2. Wallet state model
Date: 2025-12-04 (implemented 2025-08-04)
Status
Accepted.
This ADR was written retroactively after the decision and implementation had already been made.
Context
wwWallet plans to keep all user data (wherever possible) end-to-end encrypted on the client side under encryption keys associated with the user's passkeys, under the user's sole control. wwWallet also provides a hosted backend server which stores users' encrypted contents so that accounts can be accessed on multiple client devices.
Whenever a user makes changes to their account in the frontend app, the frontend automatically re-encrypts the new wallet contents and uploads the new encrypted data to the server. Whenever the frontend fetches encrypted user data, it records a hash of that version of the data. That previous version hash is then advertised whenever new data is uploaded, and the server refuses the upload if the advertised hash does not match the encrypted data currently stored on the server. This prevents data loss in case concurrent changes were made in different sessions.
However, prior to wallet-frontend commit 85b6d614f there was no strategy for resolving such a conflict. Since the data is encrypted, conflict resolution cannot be done on the server, it must be done on the client side. wallet-frontend pull request #740 added a data model to support conflict resolution.
Decision
To enable automated conflict resolution between concurrent user sessions, we will implement a wallet state data model as described in the Data model subpage.
The data model is heavily inspired by the Redux state architecture, the "map-reduce" programming model and the data model of the Git version control system, and has the following main characteristics:
State is modeled as a base state and an array of events.
The base state is never modified directly.
The current state can be computed by "applying" the events one at a time to the base state.
Events have a creation timestamp. Events older than a set threshold (initially 30 days) are "folded into" the base state, meaning the event is applied to the base state and the resulting state becomes the new base state.
Events are tagged with an identifier of the previous event. Whenever an event is "folded into" the base state, the new base state is tagged with an identifier of the folded event.
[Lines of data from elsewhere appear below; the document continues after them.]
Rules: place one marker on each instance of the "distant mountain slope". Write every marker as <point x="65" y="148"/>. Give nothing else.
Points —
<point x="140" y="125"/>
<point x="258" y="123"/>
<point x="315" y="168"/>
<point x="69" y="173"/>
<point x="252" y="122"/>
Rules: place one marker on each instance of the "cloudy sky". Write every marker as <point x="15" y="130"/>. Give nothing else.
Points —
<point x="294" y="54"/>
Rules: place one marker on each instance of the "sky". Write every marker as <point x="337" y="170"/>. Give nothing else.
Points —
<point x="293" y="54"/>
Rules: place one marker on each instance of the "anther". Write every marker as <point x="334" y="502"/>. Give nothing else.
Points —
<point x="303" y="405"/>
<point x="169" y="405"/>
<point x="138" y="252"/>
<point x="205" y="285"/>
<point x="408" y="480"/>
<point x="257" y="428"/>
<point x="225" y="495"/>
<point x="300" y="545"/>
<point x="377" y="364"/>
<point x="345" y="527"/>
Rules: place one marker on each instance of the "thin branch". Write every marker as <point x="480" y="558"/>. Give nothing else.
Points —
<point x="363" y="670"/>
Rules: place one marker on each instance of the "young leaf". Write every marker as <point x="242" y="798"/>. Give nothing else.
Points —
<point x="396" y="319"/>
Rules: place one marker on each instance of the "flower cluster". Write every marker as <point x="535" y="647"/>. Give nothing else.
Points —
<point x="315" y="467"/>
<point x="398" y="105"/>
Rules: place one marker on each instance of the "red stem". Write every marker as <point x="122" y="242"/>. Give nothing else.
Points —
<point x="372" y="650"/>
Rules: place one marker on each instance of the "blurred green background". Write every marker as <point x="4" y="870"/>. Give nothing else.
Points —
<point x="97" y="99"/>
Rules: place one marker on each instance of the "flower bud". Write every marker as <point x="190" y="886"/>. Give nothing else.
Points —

Each base state and event has a schema version. Events can be applied to states of lower or equal schema version, and the resulting new state has the schema version of the event. Attempting to apply a lower-version event to a higher-version state is an error.
Changes to the state data model require defining a new schema version, including new functions for creating and applying new event types. Once defined, an existing schema version must not be changed other than by pure refactorizations. This is to ensure that wallets containing events of older schema versions continue to work as intended at the time that wallet state was created.
New events are always created using the latest schema version in the running frontend version.
This "tail" of events enables the frontend to resolve conflicts between concurrent sessions, by attempting to linearize and de-duplicate diverged event histories. This requires a shared point in both histories; the event identifiers on events and base states enable locating that point even if one history branch has more events folded into its base state. This is also why events are "folded into" the base state only after 30 days have passed; this leaves a window of 30 days where conflicts can be automatically detected and resolved. At the same time, the 30-day threshold ensures that the event log does not continue growing forever, consuming more storage space and taking longer to recompute the current state for every change. We believe this is a good balance between performance and data safety.
Consequences
Positive
wallet-frontend can automatically detect and resolve state conflicts between concurrent user sessions, preventing data loss in such cases.
wallet-frontend can ensure backwards compatibility with states from earlier app versions in a structured and explicit way.
Negative
This makes the wallet state data model significantly more complex. Future changes to the data model will be much more cumbersome to make.
The 30-day threshold for "folding" events ensures a reasonable window for detecting and resolving conflicts, but also means that the event log can grow without bound within that 30-day window. This may degrade storage and processing performance for very long event chains, as the whole event chain needs to be re-evaluated whenever the wallet is opened.